Written by Michael Larabel in LLVM on 7 September 2018 at 05:55 AM EDT. 5 Comments
The latest "sanitizer" worked on by Google's developers for the LLVM/Clang compiler infrastructure is a Kernel Memory Sanitizer (KMSAN).

KMSAN is a special sanitizer compared to the conventional Memory Sanitizer pass that is just focused on kernel memory. Currently this new LLVM pass just supports the Linux x86_64 kernel.

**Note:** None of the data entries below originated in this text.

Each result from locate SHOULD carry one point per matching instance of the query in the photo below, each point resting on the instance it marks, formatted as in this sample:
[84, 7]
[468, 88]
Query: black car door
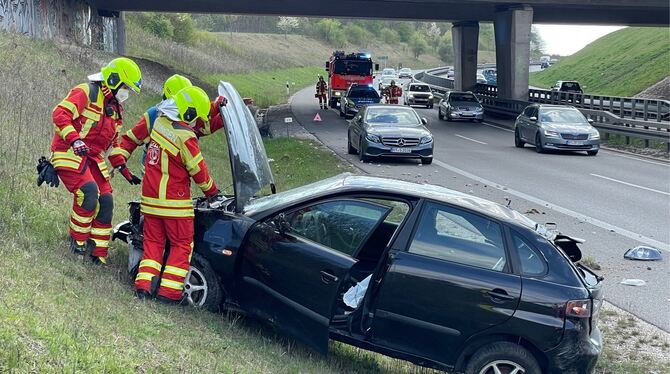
[452, 282]
[294, 263]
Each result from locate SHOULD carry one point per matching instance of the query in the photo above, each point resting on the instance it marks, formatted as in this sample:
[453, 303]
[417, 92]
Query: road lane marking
[630, 184]
[637, 158]
[496, 127]
[472, 140]
[594, 221]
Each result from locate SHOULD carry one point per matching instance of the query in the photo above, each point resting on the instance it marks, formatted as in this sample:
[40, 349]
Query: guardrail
[641, 118]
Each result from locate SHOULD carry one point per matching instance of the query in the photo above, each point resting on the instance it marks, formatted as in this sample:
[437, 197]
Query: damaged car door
[452, 281]
[294, 264]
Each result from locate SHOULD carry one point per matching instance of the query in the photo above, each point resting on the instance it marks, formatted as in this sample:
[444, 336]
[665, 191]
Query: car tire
[361, 154]
[538, 144]
[502, 355]
[517, 139]
[201, 285]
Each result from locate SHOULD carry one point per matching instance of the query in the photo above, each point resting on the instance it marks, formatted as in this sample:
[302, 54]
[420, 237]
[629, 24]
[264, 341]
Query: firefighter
[202, 127]
[86, 124]
[321, 89]
[394, 92]
[173, 158]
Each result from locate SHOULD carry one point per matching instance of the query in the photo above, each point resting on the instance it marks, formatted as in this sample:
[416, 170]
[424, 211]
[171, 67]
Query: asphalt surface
[615, 201]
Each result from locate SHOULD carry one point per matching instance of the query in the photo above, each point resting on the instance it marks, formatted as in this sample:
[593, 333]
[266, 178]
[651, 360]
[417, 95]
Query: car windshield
[392, 116]
[364, 94]
[463, 97]
[562, 116]
[571, 85]
[353, 67]
[419, 88]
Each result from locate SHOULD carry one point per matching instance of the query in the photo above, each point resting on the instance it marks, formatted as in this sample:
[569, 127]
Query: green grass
[269, 87]
[622, 63]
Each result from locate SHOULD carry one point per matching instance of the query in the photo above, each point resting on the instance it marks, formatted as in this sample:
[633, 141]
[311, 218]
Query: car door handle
[499, 294]
[327, 277]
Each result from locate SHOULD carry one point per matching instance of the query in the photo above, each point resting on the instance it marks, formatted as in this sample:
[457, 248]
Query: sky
[567, 39]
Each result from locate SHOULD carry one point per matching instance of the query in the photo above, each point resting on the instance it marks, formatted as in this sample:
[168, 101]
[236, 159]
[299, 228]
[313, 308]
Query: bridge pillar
[512, 34]
[465, 37]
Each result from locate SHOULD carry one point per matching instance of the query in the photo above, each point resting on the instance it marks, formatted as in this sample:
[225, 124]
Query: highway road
[615, 201]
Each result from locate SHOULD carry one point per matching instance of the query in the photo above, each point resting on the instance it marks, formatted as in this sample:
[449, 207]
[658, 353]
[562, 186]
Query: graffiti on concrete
[71, 20]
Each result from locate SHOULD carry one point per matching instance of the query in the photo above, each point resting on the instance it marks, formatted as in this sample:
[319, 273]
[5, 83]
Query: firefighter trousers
[179, 231]
[92, 206]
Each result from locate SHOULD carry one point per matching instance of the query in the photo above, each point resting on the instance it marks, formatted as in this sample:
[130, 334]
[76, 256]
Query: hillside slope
[622, 63]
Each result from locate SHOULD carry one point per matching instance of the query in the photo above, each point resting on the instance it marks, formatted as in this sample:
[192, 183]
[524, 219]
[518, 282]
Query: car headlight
[552, 134]
[373, 138]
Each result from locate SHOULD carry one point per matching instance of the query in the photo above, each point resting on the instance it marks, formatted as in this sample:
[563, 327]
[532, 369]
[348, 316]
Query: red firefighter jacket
[173, 158]
[81, 115]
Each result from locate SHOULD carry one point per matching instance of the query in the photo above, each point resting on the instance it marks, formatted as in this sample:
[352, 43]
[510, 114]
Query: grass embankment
[622, 63]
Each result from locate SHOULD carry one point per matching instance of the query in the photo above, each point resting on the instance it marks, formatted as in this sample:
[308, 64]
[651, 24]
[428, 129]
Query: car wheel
[502, 357]
[361, 154]
[201, 285]
[538, 144]
[517, 139]
[350, 148]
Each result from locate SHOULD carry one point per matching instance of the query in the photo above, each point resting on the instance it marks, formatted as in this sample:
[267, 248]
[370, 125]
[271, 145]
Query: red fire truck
[344, 70]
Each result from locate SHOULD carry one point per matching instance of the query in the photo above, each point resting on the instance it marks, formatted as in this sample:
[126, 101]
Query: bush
[389, 36]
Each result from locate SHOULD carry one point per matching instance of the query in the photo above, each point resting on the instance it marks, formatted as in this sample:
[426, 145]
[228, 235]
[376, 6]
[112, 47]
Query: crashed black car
[417, 272]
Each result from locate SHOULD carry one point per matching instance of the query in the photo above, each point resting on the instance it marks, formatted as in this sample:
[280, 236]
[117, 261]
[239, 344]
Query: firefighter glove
[46, 173]
[221, 101]
[80, 148]
[130, 177]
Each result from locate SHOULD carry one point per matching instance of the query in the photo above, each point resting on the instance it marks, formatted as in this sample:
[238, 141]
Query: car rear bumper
[571, 145]
[380, 150]
[577, 353]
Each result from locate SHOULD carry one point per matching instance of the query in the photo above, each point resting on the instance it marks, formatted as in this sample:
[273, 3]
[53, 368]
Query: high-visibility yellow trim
[144, 276]
[150, 263]
[207, 185]
[172, 284]
[165, 175]
[79, 229]
[168, 202]
[77, 217]
[166, 212]
[69, 106]
[175, 271]
[194, 161]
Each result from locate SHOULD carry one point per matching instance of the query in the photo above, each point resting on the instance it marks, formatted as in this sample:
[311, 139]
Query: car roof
[348, 183]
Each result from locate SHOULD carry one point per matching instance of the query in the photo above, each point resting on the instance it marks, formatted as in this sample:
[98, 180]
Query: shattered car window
[340, 225]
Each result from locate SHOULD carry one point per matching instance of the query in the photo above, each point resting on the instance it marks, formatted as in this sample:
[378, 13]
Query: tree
[418, 44]
[287, 24]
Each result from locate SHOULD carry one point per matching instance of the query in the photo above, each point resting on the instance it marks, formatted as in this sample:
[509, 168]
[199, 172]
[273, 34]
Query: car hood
[568, 127]
[248, 161]
[396, 130]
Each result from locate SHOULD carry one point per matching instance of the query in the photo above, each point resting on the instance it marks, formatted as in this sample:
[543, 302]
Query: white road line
[497, 127]
[558, 208]
[637, 158]
[630, 184]
[472, 140]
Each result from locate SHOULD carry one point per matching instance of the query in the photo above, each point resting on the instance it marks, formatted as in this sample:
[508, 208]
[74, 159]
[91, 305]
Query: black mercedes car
[418, 272]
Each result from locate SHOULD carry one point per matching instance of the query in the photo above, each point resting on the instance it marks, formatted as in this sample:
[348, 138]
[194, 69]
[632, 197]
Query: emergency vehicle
[345, 70]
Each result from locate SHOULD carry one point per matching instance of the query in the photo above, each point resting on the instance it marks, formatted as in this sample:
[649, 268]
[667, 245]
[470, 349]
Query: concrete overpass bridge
[512, 23]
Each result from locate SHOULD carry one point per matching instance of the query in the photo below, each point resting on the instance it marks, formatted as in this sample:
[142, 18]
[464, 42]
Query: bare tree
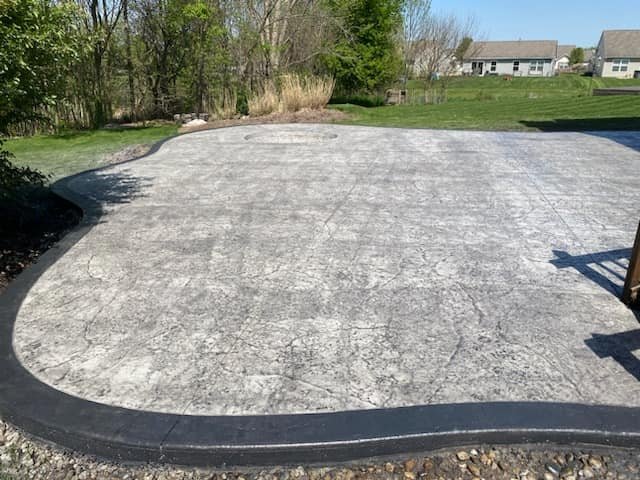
[100, 22]
[416, 14]
[433, 43]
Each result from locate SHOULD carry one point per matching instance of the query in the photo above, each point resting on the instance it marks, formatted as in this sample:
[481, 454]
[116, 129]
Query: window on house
[536, 66]
[620, 65]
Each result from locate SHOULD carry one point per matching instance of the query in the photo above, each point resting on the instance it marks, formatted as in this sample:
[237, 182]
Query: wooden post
[631, 292]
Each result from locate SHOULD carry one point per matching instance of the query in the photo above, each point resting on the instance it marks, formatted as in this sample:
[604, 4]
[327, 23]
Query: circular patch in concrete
[300, 136]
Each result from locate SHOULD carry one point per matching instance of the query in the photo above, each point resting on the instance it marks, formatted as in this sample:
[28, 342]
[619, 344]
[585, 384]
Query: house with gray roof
[563, 58]
[526, 58]
[618, 54]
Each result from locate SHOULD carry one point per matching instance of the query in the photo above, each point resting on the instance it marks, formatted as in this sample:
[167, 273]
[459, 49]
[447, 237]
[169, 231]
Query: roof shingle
[620, 43]
[525, 49]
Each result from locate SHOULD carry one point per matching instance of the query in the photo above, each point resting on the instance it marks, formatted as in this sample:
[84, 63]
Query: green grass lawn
[496, 87]
[65, 154]
[478, 103]
[553, 110]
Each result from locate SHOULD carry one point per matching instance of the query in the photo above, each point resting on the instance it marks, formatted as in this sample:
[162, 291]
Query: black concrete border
[137, 436]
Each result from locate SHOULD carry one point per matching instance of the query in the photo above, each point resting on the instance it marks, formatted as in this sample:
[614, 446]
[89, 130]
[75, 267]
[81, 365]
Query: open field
[497, 87]
[514, 114]
[68, 153]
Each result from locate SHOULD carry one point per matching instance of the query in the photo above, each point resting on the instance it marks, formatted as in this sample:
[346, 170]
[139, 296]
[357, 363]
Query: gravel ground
[22, 458]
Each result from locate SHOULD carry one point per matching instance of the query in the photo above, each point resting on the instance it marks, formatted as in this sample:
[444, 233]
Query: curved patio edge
[138, 436]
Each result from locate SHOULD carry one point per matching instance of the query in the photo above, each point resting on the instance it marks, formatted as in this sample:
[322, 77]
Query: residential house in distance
[526, 58]
[563, 63]
[618, 54]
[589, 55]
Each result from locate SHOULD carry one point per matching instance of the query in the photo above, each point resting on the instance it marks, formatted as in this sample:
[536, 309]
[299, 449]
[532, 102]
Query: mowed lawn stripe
[506, 114]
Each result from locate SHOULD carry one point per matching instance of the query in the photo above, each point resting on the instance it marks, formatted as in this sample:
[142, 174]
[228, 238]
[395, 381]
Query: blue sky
[570, 22]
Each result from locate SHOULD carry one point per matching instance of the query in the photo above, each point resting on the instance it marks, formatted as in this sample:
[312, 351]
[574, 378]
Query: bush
[18, 185]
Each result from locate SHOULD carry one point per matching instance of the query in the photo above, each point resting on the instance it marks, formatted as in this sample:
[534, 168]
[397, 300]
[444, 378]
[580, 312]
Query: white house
[618, 54]
[563, 62]
[526, 58]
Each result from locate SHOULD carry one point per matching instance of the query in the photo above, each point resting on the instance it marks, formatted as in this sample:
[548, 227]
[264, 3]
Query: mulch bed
[48, 219]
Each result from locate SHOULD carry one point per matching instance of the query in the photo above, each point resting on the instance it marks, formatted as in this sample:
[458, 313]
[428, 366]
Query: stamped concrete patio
[320, 268]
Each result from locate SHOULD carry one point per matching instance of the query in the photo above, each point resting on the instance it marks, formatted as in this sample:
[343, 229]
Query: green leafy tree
[36, 47]
[366, 57]
[576, 56]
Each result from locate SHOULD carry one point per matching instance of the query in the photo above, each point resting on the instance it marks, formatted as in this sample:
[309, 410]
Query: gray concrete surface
[304, 268]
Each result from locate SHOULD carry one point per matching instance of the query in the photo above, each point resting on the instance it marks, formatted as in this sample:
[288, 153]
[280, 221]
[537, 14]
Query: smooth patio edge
[136, 436]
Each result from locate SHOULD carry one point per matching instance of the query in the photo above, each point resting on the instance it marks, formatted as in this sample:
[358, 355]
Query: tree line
[84, 63]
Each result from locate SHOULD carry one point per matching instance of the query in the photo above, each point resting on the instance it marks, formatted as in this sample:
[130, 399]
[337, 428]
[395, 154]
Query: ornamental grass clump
[293, 93]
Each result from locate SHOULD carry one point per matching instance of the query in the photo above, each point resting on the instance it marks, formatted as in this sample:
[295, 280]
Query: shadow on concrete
[620, 347]
[628, 139]
[587, 125]
[607, 269]
[99, 190]
[115, 188]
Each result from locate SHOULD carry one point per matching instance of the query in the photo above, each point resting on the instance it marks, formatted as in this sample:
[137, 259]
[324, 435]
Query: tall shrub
[367, 56]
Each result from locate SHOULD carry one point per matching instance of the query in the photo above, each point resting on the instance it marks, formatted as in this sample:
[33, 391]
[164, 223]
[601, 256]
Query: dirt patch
[126, 154]
[303, 116]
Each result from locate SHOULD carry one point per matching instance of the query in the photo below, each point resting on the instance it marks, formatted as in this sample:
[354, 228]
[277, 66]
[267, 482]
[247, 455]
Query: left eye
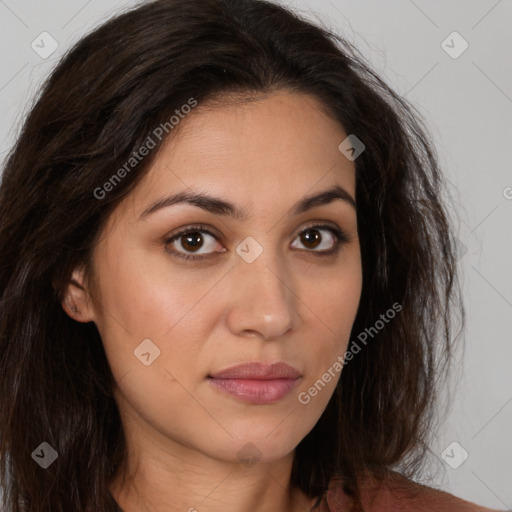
[192, 239]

Those unfamiliar with the existing MemorySanitizer functionality that already lives within LLVM can see the documentation on this pass.

Some of the technical differences to KernelMemorySanitizer compared to the standard MemorySanitizer are outlined by this commit introducing the new capability to LLVM 8 trunk.

This functionality is then exposed up through Clang as of this commit today with the -fsanitize=kernel-memory compiler switch.

The memory sanitizer is useful for catching issues like uninitialized reads, but does introduce a significant performance penalty as well as increased memory consumption that makes it only practical for debug-type builds. There are also the various other sanitizers that have been developed by Google like AddressSanitizer, ThreadSanitizer, and UndefinedBehaviorSanitizer. Hopefully this KernelMemorySanitizer addition will be useful for catching some new kernel memory bugs in short-order.